After her death, four of her shipmates refused orders to climb the rigging, sparking quarrels with their superiors. Days later the four were flown back to Germany on grounds of “mutiny and inciting the crew”. Gorch Fock commander Norbert Schatz accused the cadets of a “lack of co-operation with the ship’s command”. This sparked a wider mutiny and, days later, the entire crew of 70 were flown home.
At the time, Commander Schatz blamed the incident on the sedentary lifestyles of modern young people. “When I was a boy I used to climb cherry trees in our neighbour’s garden and was always down again quick enough when he [his neighbour] came out,” he said. “Motor skills have dropped – youngsters don’t sit in cherry trees anymore but rather in front of computers.” The ship has had no cadets since then.
A parliamentary investigation report released this week painted a different picture of the incident.
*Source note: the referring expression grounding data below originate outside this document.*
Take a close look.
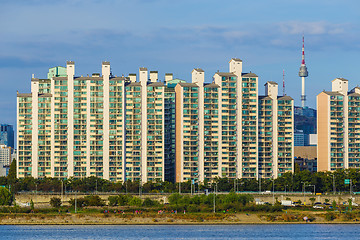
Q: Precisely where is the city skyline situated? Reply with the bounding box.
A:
[1,0,360,130]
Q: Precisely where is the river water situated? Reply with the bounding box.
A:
[0,224,358,239]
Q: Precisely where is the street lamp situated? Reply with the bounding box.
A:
[125,179,128,194]
[308,184,315,195]
[234,178,237,193]
[213,182,217,213]
[177,173,181,194]
[198,174,201,194]
[75,191,77,214]
[61,180,63,204]
[272,179,275,205]
[302,182,306,204]
[139,174,142,197]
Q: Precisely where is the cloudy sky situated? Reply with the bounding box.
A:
[1,0,359,130]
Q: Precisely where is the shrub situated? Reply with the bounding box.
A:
[168,193,182,205]
[117,195,131,206]
[84,195,105,206]
[108,196,118,206]
[0,187,13,206]
[142,198,158,207]
[50,197,62,208]
[325,212,336,221]
[69,195,105,207]
[128,196,142,206]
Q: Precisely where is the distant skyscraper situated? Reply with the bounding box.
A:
[0,124,14,149]
[0,145,12,166]
[299,36,309,108]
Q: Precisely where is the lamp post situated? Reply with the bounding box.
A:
[234,178,237,193]
[259,176,261,194]
[61,180,63,204]
[272,179,275,205]
[308,184,315,195]
[125,179,128,194]
[213,182,217,213]
[139,174,142,197]
[177,173,181,194]
[35,183,38,208]
[302,182,306,204]
[198,174,201,194]
[96,178,98,194]
[75,191,77,214]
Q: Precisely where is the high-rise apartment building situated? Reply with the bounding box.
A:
[258,82,294,179]
[18,59,294,182]
[164,77,186,182]
[317,78,360,171]
[175,59,294,182]
[17,61,170,182]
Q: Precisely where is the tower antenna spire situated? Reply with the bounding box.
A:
[283,69,285,96]
[299,34,309,108]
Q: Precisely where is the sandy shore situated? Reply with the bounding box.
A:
[0,212,359,225]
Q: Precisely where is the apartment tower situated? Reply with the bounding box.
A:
[175,59,294,182]
[17,61,168,183]
[317,78,360,171]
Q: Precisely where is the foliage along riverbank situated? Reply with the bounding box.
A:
[1,192,360,225]
[0,210,359,225]
[3,161,360,194]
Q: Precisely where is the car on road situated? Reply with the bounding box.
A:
[313,205,324,209]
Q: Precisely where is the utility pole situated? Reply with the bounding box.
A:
[333,174,336,194]
[272,179,275,205]
[61,180,63,204]
[198,174,201,194]
[191,180,193,196]
[75,191,77,214]
[125,180,127,194]
[139,175,142,197]
[302,182,306,204]
[234,178,237,193]
[177,173,181,194]
[213,182,217,213]
[35,183,37,208]
[259,177,261,194]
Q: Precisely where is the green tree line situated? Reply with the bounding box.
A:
[2,161,360,194]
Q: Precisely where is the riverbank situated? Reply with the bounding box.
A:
[0,211,359,225]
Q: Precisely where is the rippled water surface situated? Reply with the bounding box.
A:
[0,224,359,239]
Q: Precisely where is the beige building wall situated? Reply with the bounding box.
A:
[294,146,317,159]
[31,78,39,178]
[192,69,205,182]
[317,92,330,171]
[175,84,183,182]
[230,58,243,179]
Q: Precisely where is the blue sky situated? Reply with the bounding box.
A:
[1,0,360,130]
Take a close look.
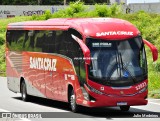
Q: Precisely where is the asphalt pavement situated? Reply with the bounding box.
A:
[0,77,160,121]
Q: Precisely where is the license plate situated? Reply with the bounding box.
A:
[117,102,127,106]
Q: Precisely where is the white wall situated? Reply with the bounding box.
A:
[0,3,160,19]
[0,5,65,18]
[110,0,126,4]
[128,3,160,13]
[0,5,126,19]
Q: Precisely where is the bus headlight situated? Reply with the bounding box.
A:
[139,85,148,93]
[87,85,103,95]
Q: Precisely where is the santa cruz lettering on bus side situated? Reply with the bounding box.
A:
[30,57,57,71]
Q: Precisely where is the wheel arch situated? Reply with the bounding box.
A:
[20,77,25,93]
[67,84,74,102]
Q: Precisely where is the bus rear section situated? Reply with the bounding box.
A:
[6,18,158,112]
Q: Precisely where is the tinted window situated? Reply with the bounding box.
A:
[66,29,86,85]
[6,30,26,51]
[87,37,147,87]
[44,31,56,53]
[6,29,86,85]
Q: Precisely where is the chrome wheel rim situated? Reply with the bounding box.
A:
[70,93,75,110]
[22,83,26,100]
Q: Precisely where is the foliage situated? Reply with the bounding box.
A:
[32,10,52,20]
[149,89,160,98]
[0,44,6,76]
[32,2,122,19]
[0,2,160,98]
[93,4,112,17]
[53,2,87,18]
[0,34,5,45]
[0,16,32,76]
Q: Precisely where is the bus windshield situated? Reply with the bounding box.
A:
[86,37,147,87]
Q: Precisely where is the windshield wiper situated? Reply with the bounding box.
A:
[118,53,137,84]
[107,52,122,81]
[116,51,121,77]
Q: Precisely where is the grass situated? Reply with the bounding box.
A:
[0,16,32,76]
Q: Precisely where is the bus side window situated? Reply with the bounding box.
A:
[79,49,86,86]
[55,31,66,54]
[45,31,56,53]
[66,29,82,59]
[17,31,25,51]
[6,31,11,47]
[34,30,44,52]
[23,30,29,49]
[7,30,25,51]
[25,30,35,51]
[66,30,80,73]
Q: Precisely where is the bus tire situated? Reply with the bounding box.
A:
[21,81,29,101]
[120,106,130,111]
[69,89,78,113]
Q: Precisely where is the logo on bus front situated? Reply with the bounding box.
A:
[30,57,57,71]
[92,42,112,47]
[96,31,134,37]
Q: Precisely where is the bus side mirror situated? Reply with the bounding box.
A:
[143,39,158,62]
[71,34,91,65]
[83,48,91,65]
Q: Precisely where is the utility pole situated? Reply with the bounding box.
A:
[64,0,66,5]
[125,0,127,5]
[38,0,42,5]
[107,0,110,4]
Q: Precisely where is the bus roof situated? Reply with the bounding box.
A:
[8,18,140,40]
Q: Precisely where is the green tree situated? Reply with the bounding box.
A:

Cadets “did not want to go aloft after the painful loss of their comrade”, the report says, while other cadets told investigators they “did not continue on the Gorch Fock ”.
The investigator found evidence of crew exercising psychological and emotional pressure on cadets to continue the training.
Defence minister Karl-Theodor zu Guttenberg has promised to examine the report’s findings in detail. “There will be no prejudice from my side,” he said, promising that any incorrect behaviour by naval personnel would “naturally have consequences”.